B7-1-8 Comparison Between Microwave Plasma and PI3 Nitriding of Aluminum.
F. Rossi (European Commission, Joint Research Centre, Italy); K. Spyradek Hahn (Forschung Zentrum Seibersdorf, Austria); R. Sonnleitner (Forschung Zentrum Seiberdorf, Austria)
Nitriding of Al alloys has been performed with microwave plasma and PI3. The parametric study illustrates the influence of gas composition,temperature, ion flux and energy of the impinging species. TEM study oif the nitrided layers shows the formation of AlN. The condition of formation of AlN depends strongly on temperature which imposes the diffusion of Al and N as well as resputtering of the modified layer.
B7-1-9 A Study on the Cavitation Resistance of Ion Nitrided Steel
K.C. Chen, J.H. He, W.H. Huang (Feng Chia University, Taiwan)
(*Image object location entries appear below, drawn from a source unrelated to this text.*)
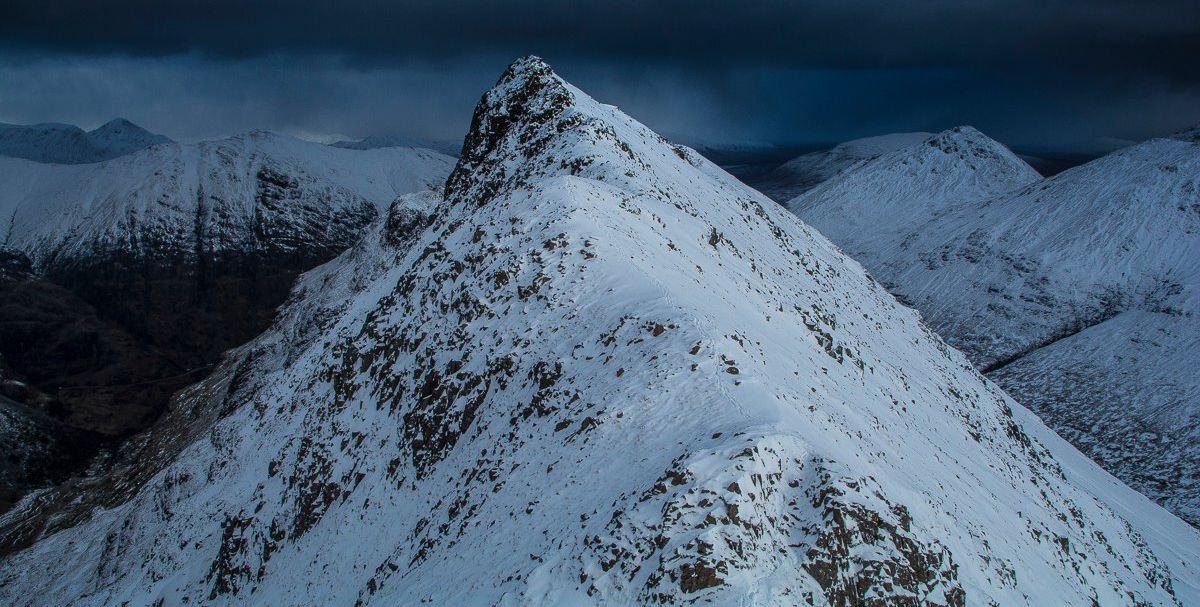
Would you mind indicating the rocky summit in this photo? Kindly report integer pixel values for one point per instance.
(600, 371)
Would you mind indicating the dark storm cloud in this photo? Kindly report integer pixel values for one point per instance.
(1152, 38)
(1045, 73)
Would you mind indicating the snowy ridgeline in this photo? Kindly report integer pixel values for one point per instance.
(66, 144)
(600, 372)
(247, 192)
(1077, 293)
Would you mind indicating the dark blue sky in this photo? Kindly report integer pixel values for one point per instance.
(1051, 73)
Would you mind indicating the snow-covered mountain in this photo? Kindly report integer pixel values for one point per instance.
(888, 194)
(1077, 293)
(400, 140)
(601, 372)
(258, 191)
(131, 276)
(804, 172)
(69, 144)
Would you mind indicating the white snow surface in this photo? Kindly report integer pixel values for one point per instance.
(160, 199)
(609, 373)
(1078, 293)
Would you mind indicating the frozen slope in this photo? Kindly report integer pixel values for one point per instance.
(892, 193)
(805, 172)
(604, 373)
(247, 192)
(1077, 293)
(69, 144)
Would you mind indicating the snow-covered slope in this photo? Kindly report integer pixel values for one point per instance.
(604, 373)
(891, 193)
(249, 192)
(1079, 294)
(804, 172)
(400, 140)
(70, 144)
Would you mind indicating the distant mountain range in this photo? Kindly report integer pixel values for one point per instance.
(595, 368)
(66, 144)
(399, 140)
(1079, 293)
(126, 280)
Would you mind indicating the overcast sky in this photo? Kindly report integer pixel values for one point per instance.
(1048, 73)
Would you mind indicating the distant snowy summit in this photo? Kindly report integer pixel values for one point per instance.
(67, 144)
(1078, 293)
(804, 172)
(600, 371)
(450, 148)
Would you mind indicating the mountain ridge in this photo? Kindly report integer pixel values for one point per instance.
(69, 144)
(521, 398)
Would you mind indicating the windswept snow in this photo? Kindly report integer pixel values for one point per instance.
(1078, 293)
(603, 373)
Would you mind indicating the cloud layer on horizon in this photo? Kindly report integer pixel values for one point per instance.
(1050, 73)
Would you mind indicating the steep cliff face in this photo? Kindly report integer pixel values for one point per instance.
(125, 281)
(600, 371)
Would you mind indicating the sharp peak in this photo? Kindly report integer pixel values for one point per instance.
(526, 96)
(525, 82)
(118, 122)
Cavitation is a common deterioration process of a material resulting from high-speed fluid attack. Surface treatments are usually preferably considered to promote cavitation resistance because of economic reasons and longer durability performances. The cavitation behaviours of ion nitrided carbon steel, the response of nitriding layer to various cavitation environments, in particular were studied. An ASTM G32-85 standard method was conducted to proceed cavitation test in fresh water, 3.5wt% NaCl, and 3.5wt% HCl aqueous electrolyte, respectively. Experimental results show that nitriding of steel would reduce the cavitation rate of the S48C steel in fresh water. This is due to the hard-nitrided surface that can resist mechanical damage. Electrochemical corrosion plays a part in the case of 3.5wt% NaCl and 3.5wt% HCl electrolyte. Ion nitrided specimens in the 3.5wt% NaCl electrolyte therefore show higher cavitation weight loss than that in fresh water. However, the nitriding layer decreases cavitation rate of the nitrided steel. Ion nitrided specimen in the 3.5wt% HCl electrolyte subjecting primarily for electrochemical attack to the nitriding layer shows inferior cavitation resistance than blank steel. This can be proved by the polarization test, for which the nitrided steel has higher corrosion current than blank steel. Therefore, the method of surface modification should be properly determined depending on what electrolyte would be used. Ion nitriding of carbon steel in our case is suitable for fresh water and 3.5wt% NaCl electrolyte, but not for 3.5wt% HCl electrolyte.